Son dîner achevé, il remercia Farid d’un sourire et alla s’installer dans un vaste fauteuil de rotin où il alluma un cigare dont il savoura, les yeux mi-clos, le parfum suave. Une brise caressante se levait sur la vallée, convoyant les échos plus nets du palais. Qui, soudain, se turent, cependant que s’élevait celui d’une voix admirable, sensiblement affaibli par la distance mais qui n’en prenait que plus de mystère.

La Rinaldi interprétait le grand air d ’Aida et, cette fois, Aldo ferma les yeux afin de mieux se laisser envahir par cet instant de beauté pure. Débarrassée de sa forme terrestre, la voix sublime lui faisait courir des frissons dans le dos et il se félicita d’avoir renoncé à se rendre au palais où le charme n’eût pas été aussi puissant en contemplant une femme dont il savait combien elle pouvait être odieuse et dont la plastique laissait à désirer. Là, elle se trouvait miséricordieusement désincarnée et c’était absolument divin… Le tonnerre d’applaudissements qui salua la fin du morceau roula jusqu’à lui.

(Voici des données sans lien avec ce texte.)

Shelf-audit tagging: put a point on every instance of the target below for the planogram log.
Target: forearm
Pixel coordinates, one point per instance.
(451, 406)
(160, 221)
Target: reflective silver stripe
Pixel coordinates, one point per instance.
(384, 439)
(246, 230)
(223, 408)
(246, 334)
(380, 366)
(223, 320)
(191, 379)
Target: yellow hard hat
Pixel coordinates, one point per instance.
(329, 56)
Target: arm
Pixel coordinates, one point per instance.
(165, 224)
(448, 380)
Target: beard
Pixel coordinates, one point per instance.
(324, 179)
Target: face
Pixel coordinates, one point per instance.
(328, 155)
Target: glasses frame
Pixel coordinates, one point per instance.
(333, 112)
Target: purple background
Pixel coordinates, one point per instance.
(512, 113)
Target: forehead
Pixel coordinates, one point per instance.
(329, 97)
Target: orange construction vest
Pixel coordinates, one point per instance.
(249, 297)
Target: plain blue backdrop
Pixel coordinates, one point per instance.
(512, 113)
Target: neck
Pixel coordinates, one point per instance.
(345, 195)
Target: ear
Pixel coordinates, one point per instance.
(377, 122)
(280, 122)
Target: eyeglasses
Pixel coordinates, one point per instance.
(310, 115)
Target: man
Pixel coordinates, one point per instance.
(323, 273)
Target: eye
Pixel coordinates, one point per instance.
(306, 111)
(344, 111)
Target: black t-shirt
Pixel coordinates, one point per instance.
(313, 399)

Elle enchaîna sur la prière de  Tosca, puis l’air de Liu de  Turandot qu’Aldo aimait particulièrement et qu’elle dut bisser pour son plus grand bonheur. Emporté par l’enthousiasme, il allait se lever pour applaudir comme il l’eût fait à la Fenice de Venise ou à l’Opéra de Paris, quand le coup l’atteignit à la base du crâne et l’envoya s’étaler sur les dalles, sans connaissance…

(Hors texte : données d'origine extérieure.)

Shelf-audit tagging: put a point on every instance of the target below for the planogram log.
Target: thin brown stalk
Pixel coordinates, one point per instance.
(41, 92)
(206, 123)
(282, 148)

Le contact de l’eau froide le ramena en surface. Ses idées étaient brumeuses et il avait mal à la tête, mais il n’en fut pas moins surpris de se retrouver à la même place, dans son fauteuil, tandis que deux visages inquiets, celui d’Adalbert et celui de Lassalle, se penchaient sur lui. L’odeur des sels d’ammoniac que l’on promenait sous son nez le fit éternuer et il repoussa le flacon, préférant de loin l’armagnac qu’une main compatissante lui introduisait dans la bouche. Après la première gorgée, il s’empara du verre et le vida sans aide.

— Qu’est-ce que je fais là ? marmonna-t-il. Quand on assomme quelqu’un c’est pour l’enlever, non ?

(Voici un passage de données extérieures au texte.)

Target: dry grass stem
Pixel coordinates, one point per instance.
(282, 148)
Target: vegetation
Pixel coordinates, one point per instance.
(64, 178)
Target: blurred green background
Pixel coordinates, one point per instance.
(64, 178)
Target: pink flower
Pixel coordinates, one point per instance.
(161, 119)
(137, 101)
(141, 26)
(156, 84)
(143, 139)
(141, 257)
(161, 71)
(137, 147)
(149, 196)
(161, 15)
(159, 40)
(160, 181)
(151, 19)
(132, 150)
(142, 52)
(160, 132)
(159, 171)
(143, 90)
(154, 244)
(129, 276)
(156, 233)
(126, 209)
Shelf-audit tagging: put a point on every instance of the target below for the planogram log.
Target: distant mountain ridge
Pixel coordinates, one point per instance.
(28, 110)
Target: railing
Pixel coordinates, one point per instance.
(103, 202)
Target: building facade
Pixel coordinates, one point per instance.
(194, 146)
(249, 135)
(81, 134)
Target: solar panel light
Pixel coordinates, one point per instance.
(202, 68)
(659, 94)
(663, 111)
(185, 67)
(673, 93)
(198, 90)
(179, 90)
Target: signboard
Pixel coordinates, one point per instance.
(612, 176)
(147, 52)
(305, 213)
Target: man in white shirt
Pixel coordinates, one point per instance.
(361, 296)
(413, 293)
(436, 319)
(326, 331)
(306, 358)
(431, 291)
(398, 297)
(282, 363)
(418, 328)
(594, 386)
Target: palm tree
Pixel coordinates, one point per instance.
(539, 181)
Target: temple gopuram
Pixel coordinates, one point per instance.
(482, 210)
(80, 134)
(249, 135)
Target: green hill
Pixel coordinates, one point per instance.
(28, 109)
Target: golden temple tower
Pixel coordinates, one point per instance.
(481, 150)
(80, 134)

— Ou afin de se laisser le champ libre pour une malfaisance, fit le vieux monsieur, pas autrement surpris. J’en ai été victime, un jour, en 1922. C’était à Londres où je m’étais rendu pour…

— Soyez gentil, Henri, vous nous raconterez plus tard. Comment te sens-tu ?

— Vaseux ! Un peu moins avec l’armagnac dont je reprendrais bien quelques gouttes…

— Mais comment donc !

Une seconde ration lui fut adjugée qu’il entreprit de déguster plus sobrement que la première. Parfumé à souhait, l’alcool gascon était délicieux…

— Il y a longtemps que vous me contemplez ? demanda-t-il.